A zipline is a cable installed on a slope where a pulley or a trolley can be attached. Using a harness and with the help of gravity, a person zips down the line in mid-air. People say the experience is much like flying.
Treetop Flyers will be offering two zipline experiences. The Flying Fox features two parallel 100 metre cables that allow you to try ziplining on a smaller scale. A guide teaches the flying and braking positions before you zip from the top of the 15 metre tower onto the roof of the sales office. The 30 km per hour ride is perfect for first timers. It will also be used as a training line for those who are going on the canyon zipline.

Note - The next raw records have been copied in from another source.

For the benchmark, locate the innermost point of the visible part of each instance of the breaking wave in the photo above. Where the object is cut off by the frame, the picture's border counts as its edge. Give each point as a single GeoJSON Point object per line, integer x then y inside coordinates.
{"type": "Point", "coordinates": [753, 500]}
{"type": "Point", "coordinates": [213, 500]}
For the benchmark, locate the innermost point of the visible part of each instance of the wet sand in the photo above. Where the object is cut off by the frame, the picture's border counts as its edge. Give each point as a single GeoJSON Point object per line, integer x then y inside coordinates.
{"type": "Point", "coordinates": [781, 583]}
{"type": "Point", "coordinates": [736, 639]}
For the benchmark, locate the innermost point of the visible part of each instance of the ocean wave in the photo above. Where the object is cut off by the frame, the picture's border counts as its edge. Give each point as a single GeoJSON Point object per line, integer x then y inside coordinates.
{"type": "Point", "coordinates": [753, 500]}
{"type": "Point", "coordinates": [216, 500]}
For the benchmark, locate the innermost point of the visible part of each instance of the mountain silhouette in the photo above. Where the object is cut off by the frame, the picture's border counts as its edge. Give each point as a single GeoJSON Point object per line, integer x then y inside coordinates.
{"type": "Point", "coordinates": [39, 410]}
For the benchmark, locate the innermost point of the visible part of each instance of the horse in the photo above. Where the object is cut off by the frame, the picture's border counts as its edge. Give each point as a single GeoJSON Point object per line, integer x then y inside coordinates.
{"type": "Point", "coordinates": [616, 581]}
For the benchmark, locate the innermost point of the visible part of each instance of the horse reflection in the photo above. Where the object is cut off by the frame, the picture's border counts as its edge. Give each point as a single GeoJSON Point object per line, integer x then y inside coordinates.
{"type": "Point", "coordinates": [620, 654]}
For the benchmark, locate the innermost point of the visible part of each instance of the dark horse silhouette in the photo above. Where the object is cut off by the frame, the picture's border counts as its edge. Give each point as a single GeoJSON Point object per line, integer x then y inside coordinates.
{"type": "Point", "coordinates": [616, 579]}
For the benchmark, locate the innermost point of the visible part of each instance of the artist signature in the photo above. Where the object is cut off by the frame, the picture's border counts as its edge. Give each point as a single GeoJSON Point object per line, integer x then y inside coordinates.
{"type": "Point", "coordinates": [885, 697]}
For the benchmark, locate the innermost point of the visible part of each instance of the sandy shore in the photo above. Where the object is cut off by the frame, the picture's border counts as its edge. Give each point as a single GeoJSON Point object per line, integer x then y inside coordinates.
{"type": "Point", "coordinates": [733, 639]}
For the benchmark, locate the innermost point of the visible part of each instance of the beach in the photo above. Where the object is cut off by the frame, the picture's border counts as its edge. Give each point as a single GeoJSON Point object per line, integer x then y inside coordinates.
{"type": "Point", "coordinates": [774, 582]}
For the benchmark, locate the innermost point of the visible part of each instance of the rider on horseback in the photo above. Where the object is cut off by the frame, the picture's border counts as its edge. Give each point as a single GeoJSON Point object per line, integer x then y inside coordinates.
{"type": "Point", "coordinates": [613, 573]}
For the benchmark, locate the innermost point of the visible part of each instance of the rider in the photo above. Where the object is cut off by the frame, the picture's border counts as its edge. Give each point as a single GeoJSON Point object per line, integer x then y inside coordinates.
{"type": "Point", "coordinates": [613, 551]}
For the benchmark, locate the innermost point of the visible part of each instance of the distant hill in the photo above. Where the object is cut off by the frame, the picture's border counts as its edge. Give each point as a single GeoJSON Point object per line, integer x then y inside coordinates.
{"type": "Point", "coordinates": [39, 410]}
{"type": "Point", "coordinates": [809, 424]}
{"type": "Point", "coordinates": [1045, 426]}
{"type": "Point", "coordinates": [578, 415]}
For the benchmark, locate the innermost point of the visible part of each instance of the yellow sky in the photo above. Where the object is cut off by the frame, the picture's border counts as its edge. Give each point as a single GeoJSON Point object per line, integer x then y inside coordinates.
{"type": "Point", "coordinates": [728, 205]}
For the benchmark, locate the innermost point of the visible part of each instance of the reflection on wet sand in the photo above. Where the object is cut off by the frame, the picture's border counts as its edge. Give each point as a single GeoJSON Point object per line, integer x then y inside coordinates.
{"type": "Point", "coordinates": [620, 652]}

A full canyon tour will also be available for those who want a more adventurous zipline experience.
“We’ve been calling it among ourselves “The Bighorn”,” said Betts of the soon-to-be launched 213 meter zipline. Visitors can spot the bighorn sheep and enjoy the scenery at the Chase Creek Canyon before flying 60 to 80 km per hour past the canyon walls and the waterfalls.
“We’re going to go right through the middle of the canyon. Once you go past the opening, you’re gonna be close to the canyon walls,” said Betts. “You’re just going to feel like you’re flying in an airplane low to the ground. And you’re going to fly right up to the waterfall.”
Dangling on a cable through a canyon may sound intimidating, but there’s no reason to worry, said Betts. “On a risk scale, it’s one of those things that people perceive as more risky than it actually is. I think we’re thrilling but we’re not risky.”
“There’s several safety checks for every single rider and in every single ride,” added Ruzic. “Plus we have daily inspections on all of our equipment.”
Treetop Flyers use Smith’s patented trolley and harness system, more comfortable and stable than the standard climbing harness used by other zipline operations. A person has to be at least six years old and 60 lbs to ride the zipline. The maximum weight limit is 275 lbs.
Sun Peaks visitors can do either a half-day or a full-day itinerary. Located on the Shuswap along the East Trans-Canada Highway route, visitors can easily add whitewater rafting, boating or standup paddle boarding to their list of activities when visiting the area.
“They could come over in the morning, do the experience and be back in Sun Peaks if they wanted to go golfing in the afternoon,” said Betts.
“We hope that it’s going to be a benefit to the region. It gives more people one more reason to come to Sun Peaks, Kamloops or Salmon Arm.”